Maryland's Capital Gazette Newspaper Shooting Victims Identified

The five victims of the shooting at the Capital Gazette in Annapolis, Maryland on Thursday were [...]

The five victims of the shooting at the Capital Gazette in Annapolis, Maryland on Thursday were identified by police earlier tonight.

The victims were determined to be Rob Hiaasen, Gerald Fischman, John McNamara, Rebecca Smith and Wendi Winters.

Police responded to the shooting on Thursday afternoon and evacuated the remaining staff members out of the building.

The shooter, who was apprehended at the scene, was identified as 38-year-old Jarrod Ramos.

CBS News reported Ramos allegedly used a shotgun to commit the shooting and had smoke grenades and flash-bang grenades on his person at the time of his arrest.

Author Carl Hiaasen reacted to the passing of his brother, an assistant editor at the paper, on Facebook on Thursday night.

"I am devastated and heartsick to confirm the loss of my wonderful brother Rob today in the mass shooting in the newsroom at the Annapolis Capital Gazette," Hiaasen wrote. "Rob was an editor and columnist at the paper, and one of the most gentle and funny people I've ever known.

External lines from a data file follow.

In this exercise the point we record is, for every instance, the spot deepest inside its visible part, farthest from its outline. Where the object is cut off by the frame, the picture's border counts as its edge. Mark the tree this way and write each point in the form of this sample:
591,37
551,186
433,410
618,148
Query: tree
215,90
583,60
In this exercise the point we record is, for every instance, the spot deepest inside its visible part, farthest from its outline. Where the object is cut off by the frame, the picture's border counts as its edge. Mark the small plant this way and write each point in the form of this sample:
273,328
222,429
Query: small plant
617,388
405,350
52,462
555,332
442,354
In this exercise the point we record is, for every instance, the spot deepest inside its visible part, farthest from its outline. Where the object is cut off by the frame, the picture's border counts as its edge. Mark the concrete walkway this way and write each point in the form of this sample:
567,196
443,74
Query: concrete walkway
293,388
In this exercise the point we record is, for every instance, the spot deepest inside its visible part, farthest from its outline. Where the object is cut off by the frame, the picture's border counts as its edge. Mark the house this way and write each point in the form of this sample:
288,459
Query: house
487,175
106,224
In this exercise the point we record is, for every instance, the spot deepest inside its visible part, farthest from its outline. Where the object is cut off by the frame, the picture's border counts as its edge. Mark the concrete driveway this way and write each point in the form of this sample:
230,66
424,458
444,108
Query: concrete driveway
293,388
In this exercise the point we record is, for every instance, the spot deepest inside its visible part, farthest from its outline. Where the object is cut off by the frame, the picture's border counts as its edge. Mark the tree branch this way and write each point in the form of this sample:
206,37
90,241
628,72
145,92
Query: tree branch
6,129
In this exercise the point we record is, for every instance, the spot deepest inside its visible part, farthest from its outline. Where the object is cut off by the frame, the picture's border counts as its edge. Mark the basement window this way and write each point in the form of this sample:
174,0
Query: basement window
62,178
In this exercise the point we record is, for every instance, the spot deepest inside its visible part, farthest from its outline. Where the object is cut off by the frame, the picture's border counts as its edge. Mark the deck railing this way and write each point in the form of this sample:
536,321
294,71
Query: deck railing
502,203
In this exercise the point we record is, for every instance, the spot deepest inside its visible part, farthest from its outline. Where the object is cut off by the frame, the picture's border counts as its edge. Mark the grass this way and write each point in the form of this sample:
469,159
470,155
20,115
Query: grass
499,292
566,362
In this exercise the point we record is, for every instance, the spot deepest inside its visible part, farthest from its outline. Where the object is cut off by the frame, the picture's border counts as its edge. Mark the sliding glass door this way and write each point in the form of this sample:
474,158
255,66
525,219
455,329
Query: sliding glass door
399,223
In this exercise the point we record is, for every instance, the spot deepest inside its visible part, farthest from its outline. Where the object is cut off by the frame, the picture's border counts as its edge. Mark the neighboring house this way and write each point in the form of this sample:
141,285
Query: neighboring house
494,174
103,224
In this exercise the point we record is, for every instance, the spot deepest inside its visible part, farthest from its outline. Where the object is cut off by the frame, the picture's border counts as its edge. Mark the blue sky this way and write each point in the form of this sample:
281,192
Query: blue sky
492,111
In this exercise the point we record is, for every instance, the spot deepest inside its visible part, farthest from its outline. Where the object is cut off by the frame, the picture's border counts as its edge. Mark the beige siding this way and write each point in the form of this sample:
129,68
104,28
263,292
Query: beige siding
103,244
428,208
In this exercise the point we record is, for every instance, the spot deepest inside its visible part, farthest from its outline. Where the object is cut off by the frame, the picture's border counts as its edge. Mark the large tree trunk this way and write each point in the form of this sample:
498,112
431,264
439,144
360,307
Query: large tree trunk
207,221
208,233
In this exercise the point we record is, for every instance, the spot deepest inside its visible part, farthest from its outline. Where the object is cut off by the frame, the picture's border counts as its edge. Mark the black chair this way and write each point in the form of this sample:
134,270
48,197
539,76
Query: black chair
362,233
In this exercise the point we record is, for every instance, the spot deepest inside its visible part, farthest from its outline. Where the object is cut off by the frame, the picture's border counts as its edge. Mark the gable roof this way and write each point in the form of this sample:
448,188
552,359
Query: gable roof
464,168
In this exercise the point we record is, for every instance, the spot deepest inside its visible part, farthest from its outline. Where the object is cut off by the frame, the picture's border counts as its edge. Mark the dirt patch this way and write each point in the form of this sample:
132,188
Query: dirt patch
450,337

He spent his whole gifted career as a journalist, and he believed profoundly in the craft and mission of serving the public's right to know the news."

"We called him Big Rob because he was so tall, but it was his remarkable heart and humor that made him larger than all of us," he continued.

William Krampf, the acting chief of police for Anne Arundel County, said in a press conference that the shooting was a planned attack. Ramos reportedly damaged the tips of his fingers prior to the shooting in an attempt to avoid being identified.

Gazette police reporter Phil Davis tweeted the events of the shooting as they took place inside the newsroom, saying Ramos shot through a glass door and opened fire.

"[It] was like a war zone," Davis said in an interview with the Gazette after the shooting.

"I'm a police reporter. I write about this stuff — not necessarily to this extent, but shootings and death — all the time," Davis said. "But as much as I'm going to try to articulate how traumatizing it is to be hiding under your desk, you don't know until you're there and you feel helpless."